The impact of US sanctions on Iran is dominating the market. Speculations by crude oil traders and investors would increase as they try to make the best of opportunity from crude oil trades. Many have expressed fears that the Iranian sanctions by the Trump administration, due to commence on November 4, 2018 would send prices to unacceptable levels. Who is sure where oil prices would be heading? Not even the United States President, Donald Trump that revoked the Iranian Nuclear Accord would know the outcome of the new Iranian sanctions.

The United States imposed full economic sanctions on Iran to block access to international trade and finance including billions of dollars in oil revenue and assets. Declining oil production in Iraq, Venezuela, and Iran is keeping the global oil market suspect. Venezuela Venezuela’s production is falling quite strongly, by 50,000 barrels per day.

This means that the market may not balance soon. Renewed violence has threatened Libya and its oil industry that has been struggling to recover from the attack on oil ports in June and a subsequent port blockade that reduced oil shipments in the second quarter of 2018. Governments come together to find middle course grounds for energy pricing. Russia’s Energy Minister Alexander Novak believes that the huge uncertainty on the market. Countries which buy almost 2 million barrels per day of Iranian oil from Europe and the Asia Pacific region have been enjoined to act, with the right decisions taken.
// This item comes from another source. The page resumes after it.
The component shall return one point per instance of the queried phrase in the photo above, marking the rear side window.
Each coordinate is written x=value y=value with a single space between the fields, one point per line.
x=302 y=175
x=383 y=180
Russia, Turkey and Iran reached an agreement to conduct bilateral trades in their own currencies to avoid the use of US dollars, Turkey’s state-owned Anatolia news agency was reported. Iranian President Hasan Ruhani, Turkish President Tayyip Erdogan and Russian President Vladimir Putin in held a meeting to solidify this in Tehran on Friday. Supply surges from Saudi Arabia and Russia, are to cushion the production shortfall from Iran.

Again, the hurricane in the Atlantic Basin is impacting on oil demand in the near term. For oil and natural gas, the storm could be bearish because of the risk of demand destruction. After a major storm hits, that demand could surge back during the rebuilding stage. The hurricane could impact oil operations and refineries. Hurricane Florence which made its landfall two days ago had an estimated US$30 billion in economic impact and damage.  The Category 4 hurricane affected North Carolina, South Carolina, Virginia and Maryland States that declared emergencies.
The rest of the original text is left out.